What people don’t get putting their words or images on social media is their posts can be a loud voice. And part of the broadcast can get you in trouble. CNET posts on teenager who got arrested for a terrorist threat tweet.
Twittering teen arrested after 'joke' terror threat to American Airlines
A teen tweets at American Airlines that she's from Afghanistan, a member of al-Qaeda, and is "gonna do something really big." The airline responds forcefully. The teen is frightened, then arrested.
Screenshot by Chris Matyszczyk/CNET
Some people have not learned the lesson that falsely shouting fire in a movie theater is not protected by the freedom of speech.
The Schenck case[edit]
Holmes, writing for a unanimous Court, ruled that it was a violation of the Espionage Act of 1917 (amended with the Sedition Act of 1918), to distribute flyers opposing the draft during World War I. Holmes argued this abridgment of free speech was permissible because it presented a "clear and present danger" to the government's recruitment efforts for the war. Holmes wrote:
The most stringent protection of free speech would not protect a man falsely shouting fire in a theater and causing a panic. [...] The question in every case is whether the words used are used in such circumstances and are of such a nature as to create a clear and present danger that they will bring about the substantive evils that Congress has a right to prevent.

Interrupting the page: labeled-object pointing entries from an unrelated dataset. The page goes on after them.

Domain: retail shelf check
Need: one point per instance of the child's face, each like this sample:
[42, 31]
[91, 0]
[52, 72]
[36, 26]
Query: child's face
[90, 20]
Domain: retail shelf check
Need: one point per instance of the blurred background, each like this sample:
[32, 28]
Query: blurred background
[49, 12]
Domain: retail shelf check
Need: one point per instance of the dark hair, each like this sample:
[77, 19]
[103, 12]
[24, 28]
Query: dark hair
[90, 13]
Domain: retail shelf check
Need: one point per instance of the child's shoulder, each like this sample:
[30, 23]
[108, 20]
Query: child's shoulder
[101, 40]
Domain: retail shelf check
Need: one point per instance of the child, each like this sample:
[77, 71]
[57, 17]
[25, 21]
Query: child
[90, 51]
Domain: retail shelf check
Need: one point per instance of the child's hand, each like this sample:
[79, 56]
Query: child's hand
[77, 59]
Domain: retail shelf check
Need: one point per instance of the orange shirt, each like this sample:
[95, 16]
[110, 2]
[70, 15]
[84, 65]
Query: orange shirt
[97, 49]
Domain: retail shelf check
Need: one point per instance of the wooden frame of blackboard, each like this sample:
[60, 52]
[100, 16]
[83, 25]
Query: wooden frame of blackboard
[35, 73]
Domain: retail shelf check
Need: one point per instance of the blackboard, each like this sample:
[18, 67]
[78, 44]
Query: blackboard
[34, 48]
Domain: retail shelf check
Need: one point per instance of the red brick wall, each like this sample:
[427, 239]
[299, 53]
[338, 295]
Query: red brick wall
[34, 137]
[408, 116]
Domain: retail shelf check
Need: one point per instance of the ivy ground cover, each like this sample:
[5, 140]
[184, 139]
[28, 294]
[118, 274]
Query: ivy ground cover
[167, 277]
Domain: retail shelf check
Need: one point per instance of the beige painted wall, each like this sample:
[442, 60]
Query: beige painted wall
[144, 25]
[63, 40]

Holmes wrote of falsely shouting fire, because, of course, if there were a fire in a crowded theater, one may rightly indeed shout "Fire!"; one may, depending on the law in operation, even be obliged to. Falsely shouting "Fire!" in a crowded theater, i.e. shouting "Fire!" when one believes there to be no fire in order to cause panic, was interpreted not to be protected by the First Amendment.